First let me address a few factual issues:

- 25 years ago, Virginia Highland (no "s", sorry to be so old-fashioned) was not lower income or lower middle class. I lived there, and while it wasn't quite as yuppified as it is today, it was pretty close. That's really neither here nor there, except for the fact intown neighborhoods don't need freeways to be vibrant and thriving.

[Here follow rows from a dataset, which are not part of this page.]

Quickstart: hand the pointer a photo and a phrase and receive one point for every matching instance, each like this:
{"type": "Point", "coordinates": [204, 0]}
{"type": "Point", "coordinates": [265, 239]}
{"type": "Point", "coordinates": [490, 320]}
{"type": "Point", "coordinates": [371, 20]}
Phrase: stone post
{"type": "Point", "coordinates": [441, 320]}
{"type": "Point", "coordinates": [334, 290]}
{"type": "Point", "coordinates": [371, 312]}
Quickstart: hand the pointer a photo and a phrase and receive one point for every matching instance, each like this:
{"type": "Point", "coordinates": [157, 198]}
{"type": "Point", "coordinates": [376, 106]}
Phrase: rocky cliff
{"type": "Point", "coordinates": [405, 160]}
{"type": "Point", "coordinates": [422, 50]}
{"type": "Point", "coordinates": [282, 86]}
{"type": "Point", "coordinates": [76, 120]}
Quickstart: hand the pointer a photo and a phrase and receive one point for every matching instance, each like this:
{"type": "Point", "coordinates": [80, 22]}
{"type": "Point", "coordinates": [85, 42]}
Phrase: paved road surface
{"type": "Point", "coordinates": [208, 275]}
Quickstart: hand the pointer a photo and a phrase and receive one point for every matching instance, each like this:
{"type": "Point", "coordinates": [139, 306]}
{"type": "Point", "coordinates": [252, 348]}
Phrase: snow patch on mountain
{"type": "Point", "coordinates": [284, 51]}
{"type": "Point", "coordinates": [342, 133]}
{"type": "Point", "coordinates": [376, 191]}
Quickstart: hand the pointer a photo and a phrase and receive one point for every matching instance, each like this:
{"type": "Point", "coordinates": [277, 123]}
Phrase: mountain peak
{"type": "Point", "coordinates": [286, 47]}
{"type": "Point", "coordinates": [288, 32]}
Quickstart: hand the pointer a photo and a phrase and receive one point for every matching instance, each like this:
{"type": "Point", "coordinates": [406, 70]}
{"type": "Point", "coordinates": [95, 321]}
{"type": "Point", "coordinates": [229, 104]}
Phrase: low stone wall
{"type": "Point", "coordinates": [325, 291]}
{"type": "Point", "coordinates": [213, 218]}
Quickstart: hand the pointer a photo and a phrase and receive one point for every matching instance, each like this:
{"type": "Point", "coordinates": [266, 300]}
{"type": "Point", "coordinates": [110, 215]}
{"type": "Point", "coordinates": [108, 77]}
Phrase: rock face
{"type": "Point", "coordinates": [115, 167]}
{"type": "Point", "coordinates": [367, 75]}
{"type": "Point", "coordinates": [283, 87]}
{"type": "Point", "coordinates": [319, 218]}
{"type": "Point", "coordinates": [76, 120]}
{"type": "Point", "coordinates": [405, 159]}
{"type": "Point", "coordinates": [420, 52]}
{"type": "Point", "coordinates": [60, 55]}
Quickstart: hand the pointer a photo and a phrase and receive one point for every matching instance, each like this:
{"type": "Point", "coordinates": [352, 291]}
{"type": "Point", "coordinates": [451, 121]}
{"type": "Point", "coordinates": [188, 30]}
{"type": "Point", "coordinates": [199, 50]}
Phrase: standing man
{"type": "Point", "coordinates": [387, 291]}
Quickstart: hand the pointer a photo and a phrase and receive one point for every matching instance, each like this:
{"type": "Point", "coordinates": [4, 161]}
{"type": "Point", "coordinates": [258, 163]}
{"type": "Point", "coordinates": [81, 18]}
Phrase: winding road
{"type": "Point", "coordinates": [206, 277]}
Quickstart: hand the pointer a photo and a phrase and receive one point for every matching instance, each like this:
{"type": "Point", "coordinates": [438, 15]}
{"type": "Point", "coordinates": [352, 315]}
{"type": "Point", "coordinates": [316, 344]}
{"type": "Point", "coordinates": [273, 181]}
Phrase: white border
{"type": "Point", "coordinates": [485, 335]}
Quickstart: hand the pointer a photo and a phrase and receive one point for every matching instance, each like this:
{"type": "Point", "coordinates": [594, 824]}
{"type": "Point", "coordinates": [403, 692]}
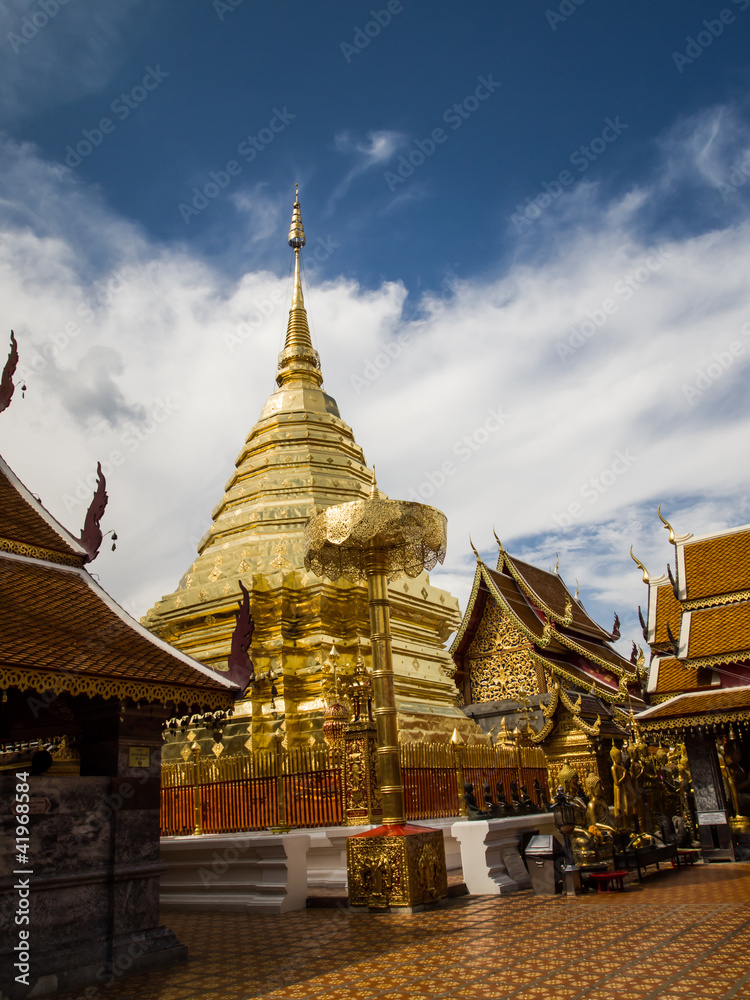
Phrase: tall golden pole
{"type": "Point", "coordinates": [376, 540]}
{"type": "Point", "coordinates": [198, 807]}
{"type": "Point", "coordinates": [391, 788]}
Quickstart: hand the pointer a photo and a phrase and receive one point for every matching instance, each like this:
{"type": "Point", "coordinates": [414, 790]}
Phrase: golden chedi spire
{"type": "Point", "coordinates": [298, 362]}
{"type": "Point", "coordinates": [299, 458]}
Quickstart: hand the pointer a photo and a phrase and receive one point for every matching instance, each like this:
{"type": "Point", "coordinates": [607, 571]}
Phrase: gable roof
{"type": "Point", "coordinates": [28, 528]}
{"type": "Point", "coordinates": [60, 631]}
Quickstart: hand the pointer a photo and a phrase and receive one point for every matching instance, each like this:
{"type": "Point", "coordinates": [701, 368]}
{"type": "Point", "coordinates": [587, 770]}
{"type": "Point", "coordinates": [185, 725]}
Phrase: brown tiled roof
{"type": "Point", "coordinates": [24, 522]}
{"type": "Point", "coordinates": [719, 565]}
{"type": "Point", "coordinates": [668, 612]}
{"type": "Point", "coordinates": [60, 630]}
{"type": "Point", "coordinates": [552, 591]}
{"type": "Point", "coordinates": [517, 602]}
{"type": "Point", "coordinates": [700, 703]}
{"type": "Point", "coordinates": [714, 631]}
{"type": "Point", "coordinates": [561, 639]}
{"type": "Point", "coordinates": [675, 676]}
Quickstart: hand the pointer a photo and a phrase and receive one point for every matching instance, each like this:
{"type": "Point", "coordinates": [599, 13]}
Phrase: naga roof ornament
{"type": "Point", "coordinates": [7, 386]}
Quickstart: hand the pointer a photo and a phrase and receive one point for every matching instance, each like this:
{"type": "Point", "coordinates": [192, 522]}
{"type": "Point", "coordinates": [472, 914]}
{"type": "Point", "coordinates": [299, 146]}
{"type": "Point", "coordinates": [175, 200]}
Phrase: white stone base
{"type": "Point", "coordinates": [254, 872]}
{"type": "Point", "coordinates": [273, 873]}
{"type": "Point", "coordinates": [492, 864]}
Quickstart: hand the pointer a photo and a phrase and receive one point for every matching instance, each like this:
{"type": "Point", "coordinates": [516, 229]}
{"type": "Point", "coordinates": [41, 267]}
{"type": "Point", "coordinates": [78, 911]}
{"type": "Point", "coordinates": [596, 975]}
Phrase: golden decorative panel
{"type": "Point", "coordinates": [499, 658]}
{"type": "Point", "coordinates": [401, 869]}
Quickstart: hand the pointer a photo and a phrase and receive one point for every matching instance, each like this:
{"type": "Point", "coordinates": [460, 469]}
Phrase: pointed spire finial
{"type": "Point", "coordinates": [666, 524]}
{"type": "Point", "coordinates": [298, 361]}
{"type": "Point", "coordinates": [7, 386]}
{"type": "Point", "coordinates": [638, 563]}
{"type": "Point", "coordinates": [375, 492]}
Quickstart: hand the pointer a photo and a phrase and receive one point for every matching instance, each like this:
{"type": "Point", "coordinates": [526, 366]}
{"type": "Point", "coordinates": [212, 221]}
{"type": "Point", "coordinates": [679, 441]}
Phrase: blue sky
{"type": "Point", "coordinates": [536, 213]}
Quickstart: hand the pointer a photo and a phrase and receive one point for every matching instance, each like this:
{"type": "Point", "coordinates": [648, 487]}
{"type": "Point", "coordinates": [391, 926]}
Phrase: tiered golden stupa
{"type": "Point", "coordinates": [299, 458]}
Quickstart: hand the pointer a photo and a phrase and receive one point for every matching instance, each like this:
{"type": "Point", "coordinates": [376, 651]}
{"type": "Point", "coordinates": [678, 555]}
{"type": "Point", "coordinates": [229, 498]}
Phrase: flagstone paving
{"type": "Point", "coordinates": [681, 934]}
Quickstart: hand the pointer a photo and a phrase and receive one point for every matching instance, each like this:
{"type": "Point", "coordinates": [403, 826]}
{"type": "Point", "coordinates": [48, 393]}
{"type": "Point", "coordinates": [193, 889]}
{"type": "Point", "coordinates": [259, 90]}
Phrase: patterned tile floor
{"type": "Point", "coordinates": [679, 935]}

- Atlanta's daytime population is more like 675,000 than 900,000. http://www.census.gov/population/soc...2000/tab01.xls

A more detailed analysis indicates that around 250,000 people a day commute into the city of Atlanta. As we both agree, many of those commuters are widely scattered all over the city, rather than all being concentrated downtown. http://apps89.brookings.edu:89/livin...ommuting23.xls

- Yes, metro Atlanta is growing from 70,000 to 100k people per year, but the vast majority of those people (probably 95% or more) are moving to the burbs, not into the city itself. And most of those people are commuting from one suburb to another. So if they want freeways to do that, then those freeways should be placed in the suburbs where their burden falls on the folks who primarily use them.


Here's what I'm really getting at. I'm not opposed to expressways -- perhaps they are great for suburbia, but they aren't appropriate in urban areas. Within the city, we could easily accomplish our transportation goals through a first class system of surface streets and public transportation.

Let the massive freeways begin at some point outside of the central urban fabric. People who wish to leave the city would be able to easily access those freeways via surface streets or public transportation. People coming in from the outlying areas could likewise travel by freeway through their own suburbs, and then transfer to an efficient system of streets and public transportation once they get to the city. I'm simply saying we should keep the freeways outside of the central urban areas. For the reasons I mentioned above, it's unfair and unnecessary to have these massive concrete gulches carving through the middle of the city itself.

I'm glad it's easy for you personally to zip out to Norcross or Riverdale, but frankly -- and I mean no offense whatsoever -- that hardly justifies the enormous destruction that the downtown connector has wreaked upon the city of Atlanta. With a first class system of city streets, you could just as easily navigate to a point outside the urban core, and then pick up the freeway at its suburban point of origin and proceed on to your destination.

As everyone knows, it's a significant misnomer to refer to the downtown connector as an "expressway" in the first place. The reality is that it's virtually an impenetrable mess for 2-3 hours in the morning and 2-3 hours again in the afternoon during so-called "rush hour." All of us who've endured that nightmare for years can readily see that a large portion of the traffic has nothing whatsoever to do with downtown -- it's suburbanites passing through.

I've always lived inside the city limits of Atlanta, and there isn't one single place within the city for which I need a freeway. I'd certainly like to see better intersections, more connectivity, better designed surface streets, and more options for non-automobile transportation. But I don't need freeways slicing up my city.

Atlanta has boomed in spite of the freeways, not because of them. There's a place for these mega limited access roads, but it's not in the middle of our established urban areas.